27/01
falemos, então e agora, das noites em Hédon. quando do céu o sol se evade e sua ausência num dinâmico manto, a o seu próprio ritmo e vontade, da cor do sempre o firmamento torna, começa em Hédon a sentir-se o efeito dessa operação. os sangues começam a apressar-se e existem zonas nos corpos que, quais magnetes transcendentais, imprimem à circulação do fluxo dessas substâncias, que, caso possam ser degustadas, das mesmas se dirá estarem carregadas de diversas e aleatórias ligas de diversos e aleatórios metais, uma velocidade por todos conhecida ou, pelo menos, sentida mas por nenhuns successfully explicada.
01/02
as noites em Hédon não são apenas o fruto da voz e da fúria do sangue; são o dentro, o interior absoluto do sangue em si mesmo.
17/02
pedimos ao prezado leitor que, caso a sua paciência demonstre a vontade de fraquejar, se retraia e tente ultrapassar o facto de o nosso relato se revelar ziguezagueante. a hesitação faz parte de Hédon e a verdade é que, uma vez mais, deixaremos em suspenso a descrição de uma das suas faces para, em seu lugar, aprofundar a dissecação de outra. nesse sentido, deixemos a noite por exaurir, numa outra ocasião, e passemos à caracterização, o mais afincada possível, do dia.

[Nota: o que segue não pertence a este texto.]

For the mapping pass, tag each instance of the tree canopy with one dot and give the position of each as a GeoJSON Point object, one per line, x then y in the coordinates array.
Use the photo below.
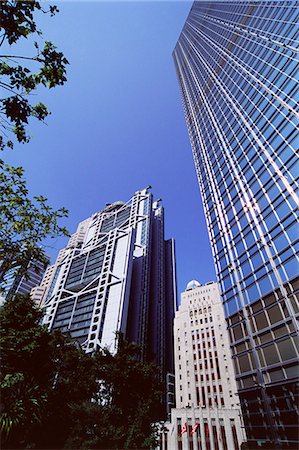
{"type": "Point", "coordinates": [22, 74]}
{"type": "Point", "coordinates": [56, 396]}
{"type": "Point", "coordinates": [24, 222]}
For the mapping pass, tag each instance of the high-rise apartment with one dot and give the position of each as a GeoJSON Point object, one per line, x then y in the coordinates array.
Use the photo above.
{"type": "Point", "coordinates": [117, 274]}
{"type": "Point", "coordinates": [236, 63]}
{"type": "Point", "coordinates": [207, 403]}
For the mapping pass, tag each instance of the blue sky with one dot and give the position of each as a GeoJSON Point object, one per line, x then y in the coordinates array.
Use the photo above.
{"type": "Point", "coordinates": [118, 124]}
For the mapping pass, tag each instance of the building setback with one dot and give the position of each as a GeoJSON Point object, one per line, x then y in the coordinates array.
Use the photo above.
{"type": "Point", "coordinates": [117, 273]}
{"type": "Point", "coordinates": [236, 64]}
{"type": "Point", "coordinates": [206, 391]}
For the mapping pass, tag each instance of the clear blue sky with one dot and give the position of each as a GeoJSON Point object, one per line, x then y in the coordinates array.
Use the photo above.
{"type": "Point", "coordinates": [118, 123]}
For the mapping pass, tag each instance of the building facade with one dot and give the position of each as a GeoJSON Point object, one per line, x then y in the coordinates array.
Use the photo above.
{"type": "Point", "coordinates": [117, 274]}
{"type": "Point", "coordinates": [236, 64]}
{"type": "Point", "coordinates": [206, 390]}
{"type": "Point", "coordinates": [14, 283]}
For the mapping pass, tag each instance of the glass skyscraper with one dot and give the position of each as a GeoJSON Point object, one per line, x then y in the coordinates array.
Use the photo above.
{"type": "Point", "coordinates": [236, 63]}
{"type": "Point", "coordinates": [117, 274]}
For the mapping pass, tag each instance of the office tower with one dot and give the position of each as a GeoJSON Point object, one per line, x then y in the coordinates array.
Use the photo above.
{"type": "Point", "coordinates": [14, 283]}
{"type": "Point", "coordinates": [236, 65]}
{"type": "Point", "coordinates": [40, 292]}
{"type": "Point", "coordinates": [206, 391]}
{"type": "Point", "coordinates": [117, 273]}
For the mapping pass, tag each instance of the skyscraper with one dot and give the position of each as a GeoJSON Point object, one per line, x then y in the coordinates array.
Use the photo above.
{"type": "Point", "coordinates": [206, 391]}
{"type": "Point", "coordinates": [117, 273]}
{"type": "Point", "coordinates": [236, 65]}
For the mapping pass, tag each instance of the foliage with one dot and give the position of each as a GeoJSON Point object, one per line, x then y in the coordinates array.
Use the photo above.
{"type": "Point", "coordinates": [23, 223]}
{"type": "Point", "coordinates": [56, 396]}
{"type": "Point", "coordinates": [24, 363]}
{"type": "Point", "coordinates": [21, 75]}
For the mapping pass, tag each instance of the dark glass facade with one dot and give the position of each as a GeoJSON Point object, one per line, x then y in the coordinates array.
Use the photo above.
{"type": "Point", "coordinates": [237, 64]}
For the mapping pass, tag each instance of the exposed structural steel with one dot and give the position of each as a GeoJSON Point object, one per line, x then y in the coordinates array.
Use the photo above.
{"type": "Point", "coordinates": [117, 273]}
{"type": "Point", "coordinates": [236, 64]}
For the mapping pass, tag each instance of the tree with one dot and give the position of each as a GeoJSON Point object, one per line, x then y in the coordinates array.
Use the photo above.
{"type": "Point", "coordinates": [40, 378]}
{"type": "Point", "coordinates": [56, 396]}
{"type": "Point", "coordinates": [129, 399]}
{"type": "Point", "coordinates": [25, 373]}
{"type": "Point", "coordinates": [22, 74]}
{"type": "Point", "coordinates": [24, 223]}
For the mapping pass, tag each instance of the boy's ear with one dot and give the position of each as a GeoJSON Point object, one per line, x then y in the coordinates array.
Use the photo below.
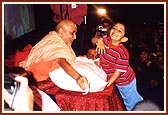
{"type": "Point", "coordinates": [124, 39]}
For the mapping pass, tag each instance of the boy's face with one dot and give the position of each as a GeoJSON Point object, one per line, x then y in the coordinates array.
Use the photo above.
{"type": "Point", "coordinates": [92, 54]}
{"type": "Point", "coordinates": [117, 32]}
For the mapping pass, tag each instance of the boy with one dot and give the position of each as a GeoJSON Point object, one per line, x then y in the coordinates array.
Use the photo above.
{"type": "Point", "coordinates": [114, 60]}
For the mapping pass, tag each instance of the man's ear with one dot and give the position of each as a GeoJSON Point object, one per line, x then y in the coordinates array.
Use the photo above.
{"type": "Point", "coordinates": [124, 39]}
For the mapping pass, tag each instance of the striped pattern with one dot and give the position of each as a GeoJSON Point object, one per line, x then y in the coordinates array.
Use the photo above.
{"type": "Point", "coordinates": [117, 58]}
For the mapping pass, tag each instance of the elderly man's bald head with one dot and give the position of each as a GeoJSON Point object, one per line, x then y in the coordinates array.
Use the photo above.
{"type": "Point", "coordinates": [65, 24]}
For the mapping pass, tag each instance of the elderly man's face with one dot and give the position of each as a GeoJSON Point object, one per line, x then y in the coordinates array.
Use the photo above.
{"type": "Point", "coordinates": [69, 34]}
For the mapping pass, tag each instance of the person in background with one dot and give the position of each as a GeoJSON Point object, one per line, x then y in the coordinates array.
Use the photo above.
{"type": "Point", "coordinates": [52, 52]}
{"type": "Point", "coordinates": [77, 14]}
{"type": "Point", "coordinates": [24, 99]}
{"type": "Point", "coordinates": [114, 60]}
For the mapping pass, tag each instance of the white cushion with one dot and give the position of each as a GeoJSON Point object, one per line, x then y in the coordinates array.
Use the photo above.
{"type": "Point", "coordinates": [86, 67]}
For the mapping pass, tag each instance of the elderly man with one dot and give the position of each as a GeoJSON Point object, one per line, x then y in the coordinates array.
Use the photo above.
{"type": "Point", "coordinates": [52, 52]}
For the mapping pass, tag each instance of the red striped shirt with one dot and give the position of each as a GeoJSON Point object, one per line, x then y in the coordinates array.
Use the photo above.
{"type": "Point", "coordinates": [117, 58]}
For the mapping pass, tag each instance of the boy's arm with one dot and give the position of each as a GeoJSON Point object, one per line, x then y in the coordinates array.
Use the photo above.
{"type": "Point", "coordinates": [113, 78]}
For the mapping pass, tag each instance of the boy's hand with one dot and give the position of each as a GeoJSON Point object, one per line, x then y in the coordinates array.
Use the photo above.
{"type": "Point", "coordinates": [100, 46]}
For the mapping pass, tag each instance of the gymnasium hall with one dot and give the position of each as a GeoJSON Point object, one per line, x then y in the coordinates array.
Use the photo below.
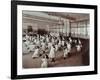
{"type": "Point", "coordinates": [55, 39]}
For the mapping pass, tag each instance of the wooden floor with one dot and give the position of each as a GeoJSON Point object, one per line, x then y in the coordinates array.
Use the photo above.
{"type": "Point", "coordinates": [76, 59]}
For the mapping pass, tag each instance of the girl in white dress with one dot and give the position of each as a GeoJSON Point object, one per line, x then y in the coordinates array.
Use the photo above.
{"type": "Point", "coordinates": [24, 48]}
{"type": "Point", "coordinates": [52, 53]}
{"type": "Point", "coordinates": [44, 63]}
{"type": "Point", "coordinates": [78, 47]}
{"type": "Point", "coordinates": [69, 47]}
{"type": "Point", "coordinates": [56, 47]}
{"type": "Point", "coordinates": [36, 53]}
{"type": "Point", "coordinates": [65, 52]}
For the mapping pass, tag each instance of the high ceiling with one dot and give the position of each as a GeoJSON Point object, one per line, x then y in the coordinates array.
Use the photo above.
{"type": "Point", "coordinates": [51, 18]}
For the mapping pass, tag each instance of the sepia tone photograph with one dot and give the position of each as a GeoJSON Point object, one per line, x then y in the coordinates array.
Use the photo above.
{"type": "Point", "coordinates": [55, 39]}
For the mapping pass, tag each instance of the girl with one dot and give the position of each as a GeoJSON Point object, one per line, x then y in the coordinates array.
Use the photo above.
{"type": "Point", "coordinates": [52, 53]}
{"type": "Point", "coordinates": [65, 52]}
{"type": "Point", "coordinates": [44, 62]}
{"type": "Point", "coordinates": [36, 53]}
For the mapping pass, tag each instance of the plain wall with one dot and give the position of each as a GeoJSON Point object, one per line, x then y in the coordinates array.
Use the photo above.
{"type": "Point", "coordinates": [5, 40]}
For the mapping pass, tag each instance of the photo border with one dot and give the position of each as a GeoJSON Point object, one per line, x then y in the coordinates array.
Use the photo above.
{"type": "Point", "coordinates": [14, 39]}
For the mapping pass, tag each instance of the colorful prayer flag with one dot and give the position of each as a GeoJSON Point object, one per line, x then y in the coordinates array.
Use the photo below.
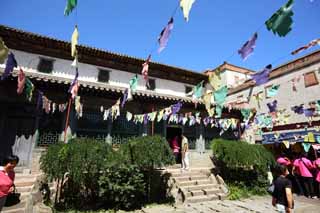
{"type": "Point", "coordinates": [164, 35]}
{"type": "Point", "coordinates": [186, 6]}
{"type": "Point", "coordinates": [29, 89]}
{"type": "Point", "coordinates": [74, 41]}
{"type": "Point", "coordinates": [3, 51]}
{"type": "Point", "coordinates": [145, 70]}
{"type": "Point", "coordinates": [11, 63]}
{"type": "Point", "coordinates": [263, 76]}
{"type": "Point", "coordinates": [21, 81]}
{"type": "Point", "coordinates": [133, 83]}
{"type": "Point", "coordinates": [281, 21]}
{"type": "Point", "coordinates": [74, 85]}
{"type": "Point", "coordinates": [247, 49]}
{"type": "Point", "coordinates": [307, 46]}
{"type": "Point", "coordinates": [71, 4]}
{"type": "Point", "coordinates": [272, 91]}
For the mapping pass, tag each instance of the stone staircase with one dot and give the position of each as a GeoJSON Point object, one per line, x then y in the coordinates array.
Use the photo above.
{"type": "Point", "coordinates": [196, 185]}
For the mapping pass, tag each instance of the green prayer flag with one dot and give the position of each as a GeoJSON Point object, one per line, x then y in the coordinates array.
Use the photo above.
{"type": "Point", "coordinates": [29, 89]}
{"type": "Point", "coordinates": [220, 95]}
{"type": "Point", "coordinates": [134, 83]}
{"type": "Point", "coordinates": [272, 91]}
{"type": "Point", "coordinates": [280, 22]}
{"type": "Point", "coordinates": [197, 90]}
{"type": "Point", "coordinates": [71, 4]}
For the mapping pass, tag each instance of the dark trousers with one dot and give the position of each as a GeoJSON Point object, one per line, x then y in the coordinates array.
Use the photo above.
{"type": "Point", "coordinates": [307, 183]}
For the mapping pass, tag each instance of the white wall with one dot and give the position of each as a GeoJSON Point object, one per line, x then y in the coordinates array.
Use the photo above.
{"type": "Point", "coordinates": [89, 73]}
{"type": "Point", "coordinates": [286, 97]}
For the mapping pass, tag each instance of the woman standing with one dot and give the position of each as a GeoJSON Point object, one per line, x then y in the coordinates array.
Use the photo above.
{"type": "Point", "coordinates": [7, 176]}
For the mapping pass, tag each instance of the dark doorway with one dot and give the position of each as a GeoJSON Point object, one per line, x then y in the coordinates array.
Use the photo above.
{"type": "Point", "coordinates": [174, 137]}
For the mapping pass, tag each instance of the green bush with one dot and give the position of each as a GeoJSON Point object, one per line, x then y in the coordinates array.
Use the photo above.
{"type": "Point", "coordinates": [243, 166]}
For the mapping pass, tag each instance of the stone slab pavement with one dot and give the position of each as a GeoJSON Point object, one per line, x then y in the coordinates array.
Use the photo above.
{"type": "Point", "coordinates": [253, 204]}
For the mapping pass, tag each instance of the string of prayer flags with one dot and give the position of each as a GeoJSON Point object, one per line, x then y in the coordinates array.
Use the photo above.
{"type": "Point", "coordinates": [272, 91]}
{"type": "Point", "coordinates": [280, 22]}
{"type": "Point", "coordinates": [74, 87]}
{"type": "Point", "coordinates": [307, 46]}
{"type": "Point", "coordinates": [145, 70]}
{"type": "Point", "coordinates": [306, 146]}
{"type": "Point", "coordinates": [221, 95]}
{"type": "Point", "coordinates": [263, 76]}
{"type": "Point", "coordinates": [39, 100]}
{"type": "Point", "coordinates": [74, 41]}
{"type": "Point", "coordinates": [215, 79]}
{"type": "Point", "coordinates": [164, 35]}
{"type": "Point", "coordinates": [29, 87]}
{"type": "Point", "coordinates": [247, 49]}
{"type": "Point", "coordinates": [133, 83]}
{"type": "Point", "coordinates": [3, 51]}
{"type": "Point", "coordinates": [186, 6]}
{"type": "Point", "coordinates": [71, 4]}
{"type": "Point", "coordinates": [272, 106]}
{"type": "Point", "coordinates": [21, 81]}
{"type": "Point", "coordinates": [10, 65]}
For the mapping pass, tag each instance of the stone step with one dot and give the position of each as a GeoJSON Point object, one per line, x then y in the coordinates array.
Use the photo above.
{"type": "Point", "coordinates": [200, 187]}
{"type": "Point", "coordinates": [202, 198]}
{"type": "Point", "coordinates": [192, 177]}
{"type": "Point", "coordinates": [194, 182]}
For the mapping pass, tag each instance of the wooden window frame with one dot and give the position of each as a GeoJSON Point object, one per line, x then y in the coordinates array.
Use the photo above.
{"type": "Point", "coordinates": [310, 84]}
{"type": "Point", "coordinates": [42, 64]}
{"type": "Point", "coordinates": [101, 78]}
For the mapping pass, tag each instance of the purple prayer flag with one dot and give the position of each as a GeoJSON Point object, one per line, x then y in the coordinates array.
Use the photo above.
{"type": "Point", "coordinates": [263, 76]}
{"type": "Point", "coordinates": [247, 49]}
{"type": "Point", "coordinates": [145, 119]}
{"type": "Point", "coordinates": [298, 109]}
{"type": "Point", "coordinates": [11, 63]}
{"type": "Point", "coordinates": [272, 106]}
{"type": "Point", "coordinates": [124, 98]}
{"type": "Point", "coordinates": [176, 108]}
{"type": "Point", "coordinates": [39, 100]}
{"type": "Point", "coordinates": [164, 35]}
{"type": "Point", "coordinates": [308, 112]}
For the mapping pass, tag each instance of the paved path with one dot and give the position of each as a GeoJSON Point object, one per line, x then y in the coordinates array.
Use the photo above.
{"type": "Point", "coordinates": [255, 204]}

o dia em Hédon nasce muitas vezes.
08/04
não será certo, ou recomendável, adiantar a quantidade de vezes que o dia em Hédon nasce. porque em Hédon o dia não se afirma como um todo; é uma entidade plurimórfica, mutante e altamente contraditória. o dia desfaz-se, refaz-se e contrafaz-se; e todos esses processos em nada são previsíveis, sistemáticos ou classificáveis. muito menos possível é, prezado leitor, assinalar as causas que esses fenómenos vêm determinar. apenas os efeitos são detectáveis e sobre eles, por falta de vontade de o fazer mais tardiamente, focaremos agora a nossa narração.
há três espécies de efeitos que o dia em Hédon provoca:
1- a presença presente
2- a presença ausente
3- a fuga
1: a presença presente é um efeito imediatamente detectável, não somente pela força da redundância mas, sobretudo, pela força da relação dialéctica entre aquilo que o dia emana/produz, a cogitação sobre essa produção e o discurso sobre essa cogitação (em análise última, sempre sobre a emanação/produção per si; sendo esta a única parcela que comporta irrefutável factualidade). quando a presença é presente está constantemente a tentar estabelecer pontes, mais ou menos sólidas e bem fundamentadas, com a emanação/produção dos dias, a sua verdadeira verdade , o que a precedeu, a sua presente configuração e sobre o que a fará perdurar ou não (o teste tende a ser permanente). a presença presente tem como máximas intenções o aprisionamento do tempo e a certeza (no fundo ansiedade) da solidez do espaço. a presença presente é hipercinética, altamente analítica, voraz, dinamizadora, eufórica, ferozmente ligada à ideia de verdade, instável, combativa, intensa, séria, convicta da sua própria clareza, arrebatada, amante, sedenta de espelhamento, de empatia, de entrega, de certezas, de profundidade, de perenidade, de inteligibilidade, de entendimento, de discurso, de amor; no fundo, sendenta de presença. é esta presença que faz com que o amor seja a matéria transversal da arte, porque é ela, a presença presente, apesar de tudo e por amor, a própria vontade da arte.
(a desenvolver posteriormente)
2: a presença ausente é, com efeito, um efeito cuja dificuldade na sua detecção se alimenta a si mesma. a presença ausente nunca deixa de ser presente mas essa presença não é imediatamente classificável; usa o tempo e o espaço de uma forma que é irregular e que está em permamente digestão desse mesmo uso. pode dizer-se que, com frequência, ao caminhar sobre a areia, esta presença, nesta não deixa as suas pegadas; isto porque o que para si assume é que se encontra a caminhar sobre água.